Der HFA des IDW verabschiedete mit Stand vom 18.12.2017 eine Neufassung der Stellungnahme zur Rechnungslegung: Aktivierung von Herstellungskosten (IDW RS HFA 31 n.F.). Wesentliches Ziel der Neufassung ist die Anpassung des Standards an den DRS 24. Zudem wurden in der Neufassung das BilRUG sowie weitere redaktionelle Änderungen berücksichtigt.

Die Neufassung des IDW RS HFA 31 ersetzt die bisherige Stellungnahme vom 23.06.2010. Zudem berücksichtigt die Neufassung an verschiedenen Stellen eine Anpassung an DRS 24 „Immaterielle Vermögensgegenstände im Konzernabschluss“, welcher die bilanzielle Behandlung der Maßnahmen zur Erweiterung oder Verbesserung von Software regelt.

Wie bereits im Zusammenhang mit der Änderung von IDW RS HFA 11 verfolgt der HFA des IDW mit der Änderung von IDW RS HFA 31 das Ziel einer Harmonisierung zwischen dem bisherigen IDW RS HFA 31 a.F. und dem DRS 24 „immaterielle Vermögensgegenstände im Konzernabschluss“.

Die umfangreichste materielle Änderung im Vergleich zum IDW RS HFA 31 a.F. befindet sich in Tz. 8 der Verlautbarung und betrifft den Zeitraum der Herstellung. Die Herstellung beginnt mit dem auf die Schaffung, die Erweiterung oder die wesentliche Verbesserung des zu bewertenden Vermögensgegenstands gerichteten Kombinationsprozess von Produktionsfaktoren. Vorbereitungshandlungen gehören zum Herstellungsvorgang, wenn ein Vermögensgegenstand zum Zeitpunkt der Beendigung der Aufstellung des Abschlusses hinreichend konkretisiert ist.

Sofern sich der zu bewertende Vermögensgegenstand erst nach Beendigung der Aufstellung des Abschlusses konkretisierte, konnte der Bilanzierende nach IDW RS HFA 31 a.F. die vor dem Abschlussstichtag angefallenen Aufwendungen für Vorbereitungshandlungen, die zunächst mangels Konkretisierung des Vermögensgegenstands nicht aktivierbar waren, aus Vereinfachungsgründen anstelle einer Abschlussänderung in späteren Perioden insoweit nachaktivieren, als ansonsten eine Abschlussänderung nach den allgemeinen Grundsätzen (IDW RS HFA 6) zulässig wäre.
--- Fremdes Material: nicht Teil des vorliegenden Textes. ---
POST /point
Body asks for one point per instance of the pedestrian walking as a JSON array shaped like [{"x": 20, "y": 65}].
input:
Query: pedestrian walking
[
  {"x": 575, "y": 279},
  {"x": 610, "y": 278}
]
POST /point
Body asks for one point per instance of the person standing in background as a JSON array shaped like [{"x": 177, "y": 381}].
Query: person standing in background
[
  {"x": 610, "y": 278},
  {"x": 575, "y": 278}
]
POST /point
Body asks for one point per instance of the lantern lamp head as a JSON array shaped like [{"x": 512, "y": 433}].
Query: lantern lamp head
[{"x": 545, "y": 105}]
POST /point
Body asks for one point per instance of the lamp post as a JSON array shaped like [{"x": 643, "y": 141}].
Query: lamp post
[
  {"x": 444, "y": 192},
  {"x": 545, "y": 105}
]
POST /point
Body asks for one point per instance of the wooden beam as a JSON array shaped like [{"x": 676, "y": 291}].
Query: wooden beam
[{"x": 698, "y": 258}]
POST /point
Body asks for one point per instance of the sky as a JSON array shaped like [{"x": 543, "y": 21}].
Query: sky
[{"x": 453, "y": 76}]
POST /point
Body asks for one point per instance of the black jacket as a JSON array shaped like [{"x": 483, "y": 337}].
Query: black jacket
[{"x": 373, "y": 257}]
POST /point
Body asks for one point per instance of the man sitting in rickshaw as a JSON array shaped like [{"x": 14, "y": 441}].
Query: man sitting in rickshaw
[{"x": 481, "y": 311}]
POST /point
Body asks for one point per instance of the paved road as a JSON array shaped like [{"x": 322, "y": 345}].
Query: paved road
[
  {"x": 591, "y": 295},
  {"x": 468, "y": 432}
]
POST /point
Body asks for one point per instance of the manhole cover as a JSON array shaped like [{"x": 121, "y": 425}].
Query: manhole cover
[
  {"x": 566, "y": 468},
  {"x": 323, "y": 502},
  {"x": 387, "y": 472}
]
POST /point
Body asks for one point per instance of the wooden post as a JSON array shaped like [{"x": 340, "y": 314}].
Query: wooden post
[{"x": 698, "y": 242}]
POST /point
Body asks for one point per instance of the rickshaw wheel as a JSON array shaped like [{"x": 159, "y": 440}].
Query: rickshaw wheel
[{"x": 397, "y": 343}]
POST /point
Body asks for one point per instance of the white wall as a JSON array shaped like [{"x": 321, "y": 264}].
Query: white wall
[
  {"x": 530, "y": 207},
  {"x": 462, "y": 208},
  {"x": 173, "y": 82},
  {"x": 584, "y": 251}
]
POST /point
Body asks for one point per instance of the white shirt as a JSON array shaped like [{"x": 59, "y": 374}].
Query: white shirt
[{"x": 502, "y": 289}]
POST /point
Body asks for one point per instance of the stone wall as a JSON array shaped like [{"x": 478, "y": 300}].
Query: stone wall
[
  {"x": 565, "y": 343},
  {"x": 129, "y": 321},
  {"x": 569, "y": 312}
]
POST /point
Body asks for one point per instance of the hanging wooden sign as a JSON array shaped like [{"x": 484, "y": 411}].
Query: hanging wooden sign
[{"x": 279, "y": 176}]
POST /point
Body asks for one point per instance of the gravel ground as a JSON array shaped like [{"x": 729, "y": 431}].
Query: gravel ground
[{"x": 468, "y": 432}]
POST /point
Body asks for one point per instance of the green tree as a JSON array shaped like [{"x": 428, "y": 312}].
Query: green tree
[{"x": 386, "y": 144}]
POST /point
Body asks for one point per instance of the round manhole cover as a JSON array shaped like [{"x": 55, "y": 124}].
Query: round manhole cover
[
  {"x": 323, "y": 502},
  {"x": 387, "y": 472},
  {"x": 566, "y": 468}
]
Künftig dürfen vor dem Abschlussstichtag angefallene Aufwendungen für Vorbereitungshandlungen, die mangels Konkretisierung in der betreffenden Periode nicht aktiviert wurden, nicht mehr in Abschlüssen für spätere Perioden nachaktiviert werden. Die neue Regelung steht damit im Einklang mit DRS 24.86.